JH:  The procedure worked because I didn’t know anything about it.  I think what happened was messages would start to come in and I can see that they are of immense value to the submarines and so I asked Rochefort if I could take them over there.  Take the pile over and give it to the Submarine Force.  He said, no, I couldn’t.  Then the Japanese had about ten Carriers and we had four.  I remember we got a position on a Carrier and I said, for gosh sakes, I know there’s a submarine out there, let’s send that information in to him.  And finally he said, all right, don’t tell anybody you’re doing this.  You go over and you know somebody in the Submarine Force you give him this information and tell him you aren’t going to tell him where it comes from except that you know it’s good information and if he’ll send it out under those circumstances, I’ll let you do it, but you can’t take anything out of the office.  You can’t a piece of paper out of the office.  I used to then copy the latitude and longitude on the palm of my hand so I wouldn’t transpose a number and go over and tell Commander Schtier who was the Chief of Staff, SUBPAC, that here was the target at such and such a point on such and such a day.  It was very unsuccessful mostly because of the torpedoes.  I know the GATE turned down out of Kwajalein and surely would get one of those Carriers.  She fired fours of her shots and all of them missed.  It was a long while before we would hear anything about the Carrier.

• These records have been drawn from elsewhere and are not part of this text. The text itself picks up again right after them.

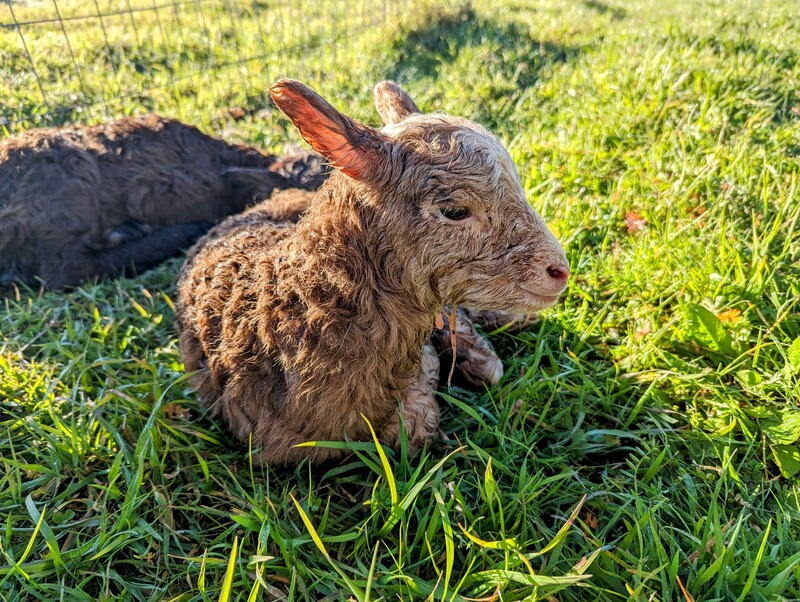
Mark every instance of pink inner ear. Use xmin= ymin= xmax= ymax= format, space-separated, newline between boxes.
xmin=270 ymin=83 xmax=378 ymax=181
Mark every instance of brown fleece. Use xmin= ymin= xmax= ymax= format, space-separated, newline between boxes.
xmin=0 ymin=115 xmax=329 ymax=289
xmin=176 ymin=79 xmax=570 ymax=465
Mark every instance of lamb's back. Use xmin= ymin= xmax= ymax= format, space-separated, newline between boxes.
xmin=0 ymin=115 xmax=277 ymax=228
xmin=177 ymin=205 xmax=296 ymax=412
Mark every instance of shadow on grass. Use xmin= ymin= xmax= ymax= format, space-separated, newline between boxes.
xmin=488 ymin=317 xmax=654 ymax=463
xmin=582 ymin=0 xmax=627 ymax=21
xmin=663 ymin=28 xmax=800 ymax=126
xmin=388 ymin=4 xmax=583 ymax=84
xmin=384 ymin=4 xmax=585 ymax=131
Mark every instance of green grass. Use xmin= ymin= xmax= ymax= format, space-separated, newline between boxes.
xmin=1 ymin=0 xmax=800 ymax=599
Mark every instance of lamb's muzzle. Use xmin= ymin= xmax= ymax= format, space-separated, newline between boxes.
xmin=176 ymin=78 xmax=569 ymax=465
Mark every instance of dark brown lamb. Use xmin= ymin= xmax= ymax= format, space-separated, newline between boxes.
xmin=176 ymin=79 xmax=570 ymax=465
xmin=0 ymin=115 xmax=329 ymax=290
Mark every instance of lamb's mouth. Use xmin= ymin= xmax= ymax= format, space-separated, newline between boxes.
xmin=516 ymin=286 xmax=562 ymax=309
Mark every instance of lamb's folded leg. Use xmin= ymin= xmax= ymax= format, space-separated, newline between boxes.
xmin=38 ymin=222 xmax=212 ymax=289
xmin=382 ymin=342 xmax=441 ymax=454
xmin=430 ymin=307 xmax=504 ymax=387
xmin=101 ymin=220 xmax=153 ymax=248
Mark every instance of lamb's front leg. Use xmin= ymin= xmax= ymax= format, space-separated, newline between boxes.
xmin=431 ymin=307 xmax=504 ymax=387
xmin=382 ymin=343 xmax=441 ymax=454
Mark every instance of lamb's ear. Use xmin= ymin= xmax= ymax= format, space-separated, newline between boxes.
xmin=373 ymin=81 xmax=420 ymax=125
xmin=269 ymin=79 xmax=387 ymax=181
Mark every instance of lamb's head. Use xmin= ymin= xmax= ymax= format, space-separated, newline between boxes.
xmin=269 ymin=79 xmax=569 ymax=313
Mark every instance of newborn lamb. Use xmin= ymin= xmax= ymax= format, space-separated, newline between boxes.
xmin=176 ymin=79 xmax=569 ymax=465
xmin=0 ymin=115 xmax=328 ymax=290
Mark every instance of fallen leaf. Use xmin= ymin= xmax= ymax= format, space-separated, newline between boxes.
xmin=434 ymin=313 xmax=445 ymax=330
xmin=624 ymin=211 xmax=646 ymax=234
xmin=508 ymin=399 xmax=525 ymax=420
xmin=716 ymin=308 xmax=742 ymax=323
xmin=164 ymin=403 xmax=190 ymax=420
xmin=447 ymin=305 xmax=458 ymax=389
xmin=688 ymin=519 xmax=733 ymax=562
xmin=228 ymin=106 xmax=246 ymax=120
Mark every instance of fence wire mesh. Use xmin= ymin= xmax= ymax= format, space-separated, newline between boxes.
xmin=1 ymin=0 xmax=448 ymax=136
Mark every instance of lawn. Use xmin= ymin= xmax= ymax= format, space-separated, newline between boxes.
xmin=1 ymin=0 xmax=799 ymax=600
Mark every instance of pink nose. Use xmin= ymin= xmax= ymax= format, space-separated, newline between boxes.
xmin=546 ymin=264 xmax=570 ymax=282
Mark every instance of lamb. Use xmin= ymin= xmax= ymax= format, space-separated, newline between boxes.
xmin=176 ymin=79 xmax=570 ymax=465
xmin=0 ymin=115 xmax=329 ymax=290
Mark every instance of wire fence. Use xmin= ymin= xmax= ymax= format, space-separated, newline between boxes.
xmin=1 ymin=0 xmax=448 ymax=136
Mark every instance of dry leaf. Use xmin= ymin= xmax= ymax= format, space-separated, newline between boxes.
xmin=228 ymin=106 xmax=246 ymax=120
xmin=716 ymin=308 xmax=742 ymax=323
xmin=583 ymin=509 xmax=599 ymax=531
xmin=508 ymin=399 xmax=525 ymax=420
xmin=434 ymin=312 xmax=445 ymax=330
xmin=164 ymin=403 xmax=190 ymax=420
xmin=624 ymin=211 xmax=646 ymax=234
xmin=688 ymin=519 xmax=733 ymax=562
xmin=447 ymin=305 xmax=458 ymax=389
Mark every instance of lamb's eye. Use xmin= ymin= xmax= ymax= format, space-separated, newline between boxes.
xmin=439 ymin=206 xmax=471 ymax=221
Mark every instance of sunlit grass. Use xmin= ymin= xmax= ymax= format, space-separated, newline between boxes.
xmin=1 ymin=0 xmax=799 ymax=599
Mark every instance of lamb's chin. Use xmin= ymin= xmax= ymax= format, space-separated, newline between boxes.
xmin=459 ymin=289 xmax=561 ymax=314
xmin=515 ymin=287 xmax=562 ymax=311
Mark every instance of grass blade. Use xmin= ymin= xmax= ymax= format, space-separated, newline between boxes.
xmin=218 ymin=536 xmax=238 ymax=602
xmin=736 ymin=519 xmax=772 ymax=602
xmin=362 ymin=413 xmax=398 ymax=507
xmin=433 ymin=489 xmax=455 ymax=600
xmin=291 ymin=494 xmax=366 ymax=601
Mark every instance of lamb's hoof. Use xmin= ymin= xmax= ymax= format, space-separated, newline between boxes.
xmin=104 ymin=221 xmax=153 ymax=248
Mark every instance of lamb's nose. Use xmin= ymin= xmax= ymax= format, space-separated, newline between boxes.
xmin=546 ymin=263 xmax=570 ymax=282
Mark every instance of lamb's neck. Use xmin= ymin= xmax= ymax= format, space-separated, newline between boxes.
xmin=289 ymin=200 xmax=438 ymax=367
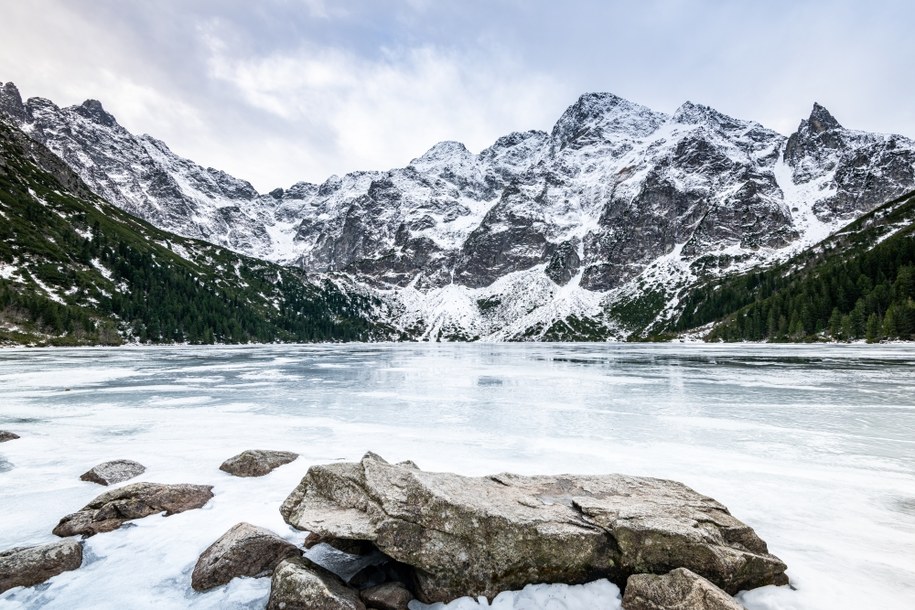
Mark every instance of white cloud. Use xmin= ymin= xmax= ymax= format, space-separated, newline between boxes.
xmin=203 ymin=31 xmax=570 ymax=186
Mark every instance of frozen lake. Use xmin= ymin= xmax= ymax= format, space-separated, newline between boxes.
xmin=1 ymin=343 xmax=914 ymax=609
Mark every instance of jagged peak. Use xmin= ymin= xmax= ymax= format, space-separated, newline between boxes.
xmin=0 ymin=82 xmax=26 ymax=121
xmin=671 ymin=101 xmax=756 ymax=134
xmin=410 ymin=140 xmax=473 ymax=168
xmin=72 ymin=98 xmax=118 ymax=128
xmin=552 ymin=91 xmax=668 ymax=145
xmin=806 ymin=102 xmax=842 ymax=133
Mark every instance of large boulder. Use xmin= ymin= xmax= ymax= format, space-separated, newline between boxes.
xmin=622 ymin=568 xmax=746 ymax=610
xmin=52 ymin=482 xmax=213 ymax=537
xmin=268 ymin=557 xmax=366 ymax=610
xmin=191 ymin=522 xmax=301 ymax=591
xmin=219 ymin=449 xmax=299 ymax=477
xmin=280 ymin=453 xmax=787 ymax=603
xmin=79 ymin=459 xmax=146 ymax=486
xmin=0 ymin=431 xmax=19 ymax=442
xmin=0 ymin=539 xmax=83 ymax=593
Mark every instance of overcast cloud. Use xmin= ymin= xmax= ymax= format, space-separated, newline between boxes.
xmin=1 ymin=0 xmax=913 ymax=191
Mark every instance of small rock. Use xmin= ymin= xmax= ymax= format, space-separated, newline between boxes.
xmin=191 ymin=522 xmax=301 ymax=591
xmin=79 ymin=459 xmax=146 ymax=486
xmin=52 ymin=482 xmax=213 ymax=537
xmin=0 ymin=431 xmax=19 ymax=443
xmin=219 ymin=450 xmax=298 ymax=477
xmin=622 ymin=568 xmax=747 ymax=610
xmin=0 ymin=539 xmax=83 ymax=593
xmin=268 ymin=557 xmax=366 ymax=610
xmin=359 ymin=582 xmax=413 ymax=610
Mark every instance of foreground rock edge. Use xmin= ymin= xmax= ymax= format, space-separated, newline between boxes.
xmin=52 ymin=482 xmax=214 ymax=537
xmin=268 ymin=556 xmax=366 ymax=610
xmin=0 ymin=539 xmax=83 ymax=594
xmin=191 ymin=522 xmax=301 ymax=591
xmin=622 ymin=567 xmax=747 ymax=610
xmin=280 ymin=452 xmax=788 ymax=603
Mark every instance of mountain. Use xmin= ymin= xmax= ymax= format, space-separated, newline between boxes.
xmin=3 ymin=82 xmax=914 ymax=341
xmin=0 ymin=118 xmax=397 ymax=346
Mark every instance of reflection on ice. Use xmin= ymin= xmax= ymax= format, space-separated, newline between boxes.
xmin=0 ymin=343 xmax=914 ymax=609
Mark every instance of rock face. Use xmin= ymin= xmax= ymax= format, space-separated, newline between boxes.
xmin=622 ymin=568 xmax=746 ymax=610
xmin=191 ymin=522 xmax=301 ymax=591
xmin=52 ymin=482 xmax=214 ymax=537
xmin=0 ymin=539 xmax=83 ymax=593
xmin=0 ymin=431 xmax=19 ymax=442
xmin=268 ymin=557 xmax=366 ymax=610
xmin=280 ymin=453 xmax=787 ymax=603
xmin=79 ymin=459 xmax=146 ymax=486
xmin=219 ymin=449 xmax=299 ymax=477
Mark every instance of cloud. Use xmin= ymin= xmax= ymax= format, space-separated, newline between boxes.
xmin=203 ymin=27 xmax=569 ymax=186
xmin=1 ymin=0 xmax=914 ymax=192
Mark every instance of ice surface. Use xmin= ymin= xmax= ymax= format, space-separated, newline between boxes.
xmin=1 ymin=344 xmax=914 ymax=609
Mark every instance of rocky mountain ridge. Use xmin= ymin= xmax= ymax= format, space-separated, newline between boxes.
xmin=3 ymin=81 xmax=914 ymax=340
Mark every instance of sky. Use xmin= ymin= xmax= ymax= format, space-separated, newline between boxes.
xmin=1 ymin=0 xmax=913 ymax=192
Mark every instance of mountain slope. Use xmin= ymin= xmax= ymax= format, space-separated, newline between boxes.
xmin=666 ymin=189 xmax=915 ymax=342
xmin=3 ymin=82 xmax=915 ymax=341
xmin=0 ymin=119 xmax=398 ymax=346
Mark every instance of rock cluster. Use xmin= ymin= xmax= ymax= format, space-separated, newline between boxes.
xmin=2 ymin=450 xmax=788 ymax=608
xmin=0 ymin=431 xmax=19 ymax=442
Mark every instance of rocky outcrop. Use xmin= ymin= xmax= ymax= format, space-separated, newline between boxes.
xmin=268 ymin=557 xmax=366 ymax=610
xmin=280 ymin=453 xmax=787 ymax=603
xmin=622 ymin=568 xmax=746 ymax=610
xmin=79 ymin=459 xmax=146 ymax=486
xmin=0 ymin=539 xmax=83 ymax=593
xmin=219 ymin=449 xmax=299 ymax=477
xmin=191 ymin=522 xmax=301 ymax=591
xmin=52 ymin=482 xmax=213 ymax=537
xmin=0 ymin=431 xmax=19 ymax=442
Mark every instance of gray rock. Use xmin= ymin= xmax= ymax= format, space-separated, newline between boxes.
xmin=622 ymin=568 xmax=746 ymax=610
xmin=0 ymin=431 xmax=19 ymax=442
xmin=359 ymin=582 xmax=413 ymax=610
xmin=281 ymin=453 xmax=787 ymax=603
xmin=79 ymin=459 xmax=146 ymax=486
xmin=191 ymin=522 xmax=301 ymax=591
xmin=219 ymin=449 xmax=299 ymax=477
xmin=268 ymin=557 xmax=366 ymax=610
xmin=0 ymin=539 xmax=83 ymax=593
xmin=52 ymin=482 xmax=213 ymax=537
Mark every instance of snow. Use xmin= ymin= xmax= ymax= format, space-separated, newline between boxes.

HS:  Did he know where you were from when you were telling him this information?

JH:  No, I didn’t tell him where I was from.

HS:  And he accepted it?

JH:  He accepted it because I’d known him for a long while and he knew me for a long while and I’m sure he guessed it came from the basement.  This really didn’t do nothing for a prime service until English was killed and was replaced by Lockwood and Captain Bogey came up as a Submarine Operations Officer and Captain Bogey was an old friend of mine and he got ahold of me about the first message I came back and he said, boy, this is something we’ve got to develop.  Between the two of us, I guess it was about that time that Rochefort was detached.

HS:  This was after Midway.

JH:  Between the two of us we developed a system to handle that information.  It was a 24 hour service with Watch Officers on both ends of a private telephone.  A telephone like they used to have in the old railroad days.  Magneto.  You rang up and it was just a direct line between the two.